Außerdem schlug Barroso die Einführung einer Finanztransaktionssteuer in der EU vor. "Es ist ein Gebot der Fairness. Wenn Landwirte und Arbeitnehmer für die Krise bezahlen, müssen sich auch Banken daran beteiligen."

Nach Berechnungen seiner Behörde könnte die neue Steuer rund 54 Milliarden Euro im Jahr einbringen. Der Handel mit Anteilen und Anleihen würde mit einem Steuersatz von 0,1 Prozent und Derivatkontrakte mit einem Steuersatz von 0,01 Prozent besteuert werden.

Neuer Name für Eurobonds

Darüber hinaus wiederholte Barroso sein Versprechen, dass die Kommission in den kommenden Wochen einen Vorschlag für Eurobonds vorlegen werde. Er taufte sie allerdings in Stabilitätsbonds um.

Die gemeinsamen Schuldenpapiere sollten zu mehr Disziplin in der Gemeinschaft und nicht zu höheren Zinsen für die wirtschaftlich stabilen Staaten führen, versprach Barroso. Auch eine Gesetzesvorlage zur Regulierung von Rating-Agenturen will die Kommission bis zum Jahresende vorlegen.

Auch die Abgeordneten leisteten am Mittwoch ihren Teil zur Reform des Euroraums: Sie stimmten sechs Gesetzesentwürfen der Kommission zu, dem sogenannten "Sixpack". Das Paket soll vor allem den Stabilitätspakt stärken. Sanktionen können in Zukunft leichter beschlossen werden.

Deutschland und Frankreich allein können sie nicht mehr, wie 2003, blockieren. In Zukunft sollen die Euro-Länder dazu verpflichtet werden, die Staatsschulden kontinuierlich unter 60 Prozent des Bruttoinlandsprodukts zu senken. Geschieht das nicht, muss das Land mit Sanktionen rechnen.

Schuldenbremse für alle

Außerdem wird eine Art Schuldenbremse eingebaut: Die Staatsausgaben dürfen von Jahr zu Jahr proportional nicht stärker wachsen als das potenzielle Wirtschaftswachstum. Das heißt für Deutschland: Wird ein Wirtschaftswachstum von 2 Prozent angenommen, dürfen auch die Ausgaben nur um 2 Prozent steigen.

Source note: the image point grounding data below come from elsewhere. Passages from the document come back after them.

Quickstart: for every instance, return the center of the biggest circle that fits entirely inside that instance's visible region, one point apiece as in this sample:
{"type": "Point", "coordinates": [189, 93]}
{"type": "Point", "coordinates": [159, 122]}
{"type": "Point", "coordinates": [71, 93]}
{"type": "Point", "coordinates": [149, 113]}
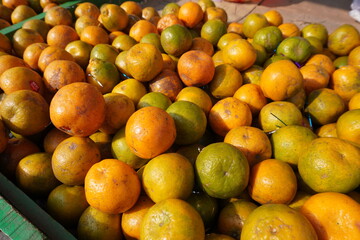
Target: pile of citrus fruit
{"type": "Point", "coordinates": [136, 123]}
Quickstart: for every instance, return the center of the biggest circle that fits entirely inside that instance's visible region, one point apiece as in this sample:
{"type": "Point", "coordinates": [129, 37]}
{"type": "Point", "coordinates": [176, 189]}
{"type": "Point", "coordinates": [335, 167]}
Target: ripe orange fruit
{"type": "Point", "coordinates": [191, 67]}
{"type": "Point", "coordinates": [240, 54]}
{"type": "Point", "coordinates": [191, 14]}
{"type": "Point", "coordinates": [34, 174]}
{"type": "Point", "coordinates": [285, 75]}
{"type": "Point", "coordinates": [172, 219]}
{"type": "Point", "coordinates": [25, 112]}
{"type": "Point", "coordinates": [269, 219]}
{"type": "Point", "coordinates": [158, 128]}
{"type": "Point", "coordinates": [62, 72]}
{"type": "Point", "coordinates": [112, 186]}
{"type": "Point", "coordinates": [229, 113]}
{"type": "Point", "coordinates": [340, 164]}
{"type": "Point", "coordinates": [278, 114]}
{"type": "Point", "coordinates": [222, 170]}
{"type": "Point", "coordinates": [64, 107]}
{"type": "Point", "coordinates": [252, 142]}
{"type": "Point", "coordinates": [66, 204]}
{"type": "Point", "coordinates": [144, 61]}
{"type": "Point", "coordinates": [72, 159]}
{"type": "Point", "coordinates": [95, 224]}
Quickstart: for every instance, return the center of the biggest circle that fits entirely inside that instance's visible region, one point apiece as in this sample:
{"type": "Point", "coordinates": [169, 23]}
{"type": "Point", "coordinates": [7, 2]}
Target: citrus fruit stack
{"type": "Point", "coordinates": [138, 124]}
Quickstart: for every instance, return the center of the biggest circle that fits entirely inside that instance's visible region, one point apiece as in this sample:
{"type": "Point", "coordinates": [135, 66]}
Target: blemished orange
{"type": "Point", "coordinates": [269, 219]}
{"type": "Point", "coordinates": [333, 215]}
{"type": "Point", "coordinates": [157, 128]}
{"type": "Point", "coordinates": [229, 113]}
{"type": "Point", "coordinates": [253, 142]}
{"type": "Point", "coordinates": [251, 94]}
{"type": "Point", "coordinates": [266, 182]}
{"type": "Point", "coordinates": [240, 54]}
{"type": "Point", "coordinates": [131, 219]}
{"type": "Point", "coordinates": [72, 159]}
{"type": "Point", "coordinates": [191, 68]}
{"type": "Point", "coordinates": [191, 14]}
{"type": "Point", "coordinates": [283, 74]}
{"type": "Point", "coordinates": [62, 72]}
{"type": "Point", "coordinates": [172, 219]}
{"type": "Point", "coordinates": [112, 186]}
{"type": "Point", "coordinates": [64, 106]}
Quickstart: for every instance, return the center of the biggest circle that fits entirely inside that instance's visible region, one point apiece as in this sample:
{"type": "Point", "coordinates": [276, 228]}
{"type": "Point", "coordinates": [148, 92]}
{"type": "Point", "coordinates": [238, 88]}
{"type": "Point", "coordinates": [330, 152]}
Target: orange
{"type": "Point", "coordinates": [65, 105]}
{"type": "Point", "coordinates": [252, 142]}
{"type": "Point", "coordinates": [131, 219]}
{"type": "Point", "coordinates": [324, 106]}
{"type": "Point", "coordinates": [66, 204]}
{"type": "Point", "coordinates": [52, 53]}
{"type": "Point", "coordinates": [16, 149]}
{"type": "Point", "coordinates": [278, 114]}
{"type": "Point", "coordinates": [58, 15]}
{"type": "Point", "coordinates": [191, 14]}
{"type": "Point", "coordinates": [190, 121]}
{"type": "Point", "coordinates": [144, 61]}
{"type": "Point", "coordinates": [289, 142]}
{"type": "Point", "coordinates": [166, 82]}
{"type": "Point", "coordinates": [80, 51]}
{"type": "Point", "coordinates": [269, 220]}
{"type": "Point", "coordinates": [25, 112]}
{"type": "Point", "coordinates": [62, 72]}
{"type": "Point", "coordinates": [289, 30]}
{"type": "Point", "coordinates": [225, 82]}
{"type": "Point", "coordinates": [229, 113]}
{"type": "Point", "coordinates": [202, 44]}
{"type": "Point", "coordinates": [213, 30]}
{"type": "Point", "coordinates": [87, 9]}
{"type": "Point", "coordinates": [343, 39]}
{"type": "Point", "coordinates": [266, 182]}
{"type": "Point", "coordinates": [195, 95]}
{"type": "Point", "coordinates": [102, 73]}
{"type": "Point", "coordinates": [132, 88]}
{"type": "Point", "coordinates": [112, 186]}
{"type": "Point", "coordinates": [346, 82]}
{"type": "Point", "coordinates": [333, 215]}
{"type": "Point", "coordinates": [222, 170]}
{"type": "Point", "coordinates": [121, 150]}
{"type": "Point", "coordinates": [20, 78]}
{"type": "Point", "coordinates": [339, 161]}
{"type": "Point", "coordinates": [168, 176]}
{"type": "Point", "coordinates": [240, 54]}
{"type": "Point", "coordinates": [34, 174]}
{"type": "Point", "coordinates": [354, 102]}
{"type": "Point", "coordinates": [232, 217]}
{"type": "Point", "coordinates": [113, 17]}
{"type": "Point", "coordinates": [285, 76]}
{"type": "Point", "coordinates": [95, 224]}
{"type": "Point", "coordinates": [23, 38]}
{"type": "Point", "coordinates": [72, 159]}
{"type": "Point", "coordinates": [315, 77]}
{"type": "Point", "coordinates": [253, 96]}
{"type": "Point", "coordinates": [176, 40]}
{"type": "Point", "coordinates": [273, 17]}
{"type": "Point", "coordinates": [158, 128]}
{"type": "Point", "coordinates": [172, 219]}
{"type": "Point", "coordinates": [191, 66]}
{"type": "Point", "coordinates": [94, 35]}
{"type": "Point", "coordinates": [252, 23]}
{"type": "Point", "coordinates": [132, 7]}
{"type": "Point", "coordinates": [118, 110]}
{"type": "Point", "coordinates": [348, 126]}
{"type": "Point", "coordinates": [141, 28]}
{"type": "Point", "coordinates": [52, 138]}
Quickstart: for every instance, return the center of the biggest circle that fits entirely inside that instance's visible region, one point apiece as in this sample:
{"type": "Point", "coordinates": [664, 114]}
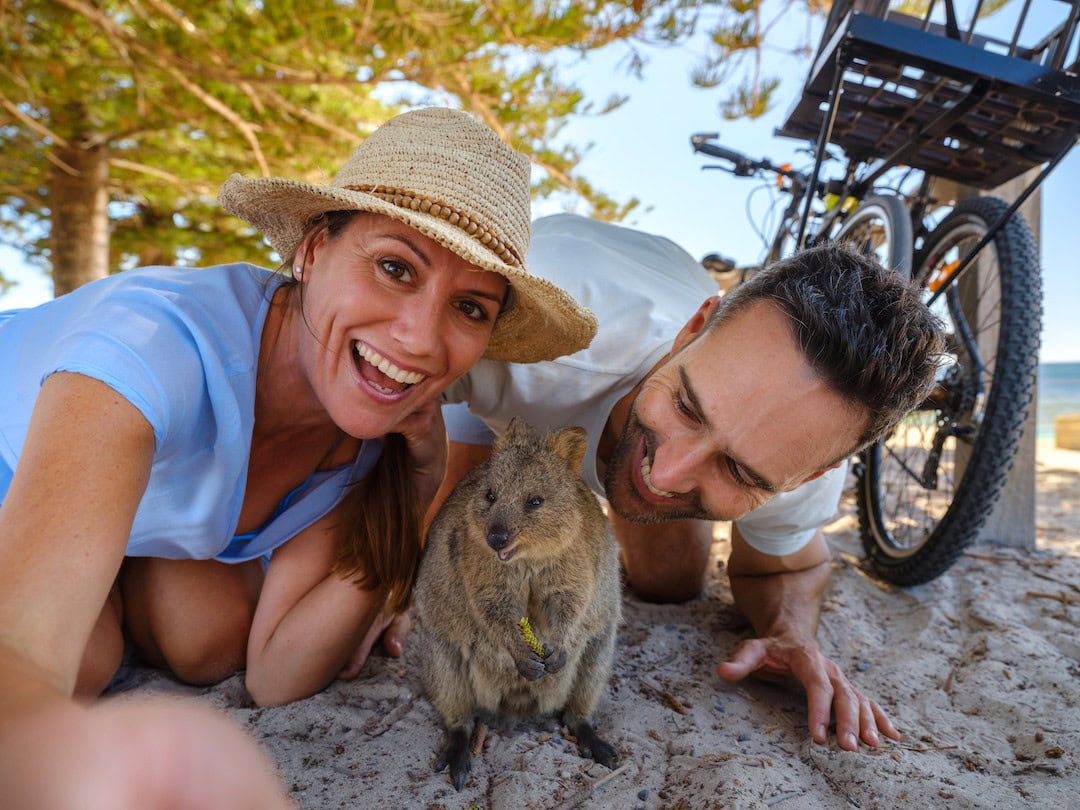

Die Sozialdemokraten und Grünen stimmten gegen den Vorschlag. Sie kritisieren, dass damit nur gespart, aber kein Wachstum in der EU gefördert wird.

Die EU-Parlamentarier forderten Barroso auf, nun auch entschlossen gegenüber den Mitgliedsstaaten aufzutreten. "Durch das Nichthandeln der Regierungen ist ein gefährliches Vakuum entstanden. Barroso hat spät angefangen, aber hoffentlich nicht zu spät", sagte der Fraktionsvorsitzende der Sozialdemokraten, Martin Schulz. Denn ohne die Zustimmung der Regierungen wird keiner der Vorschläge je umgesetzt werden.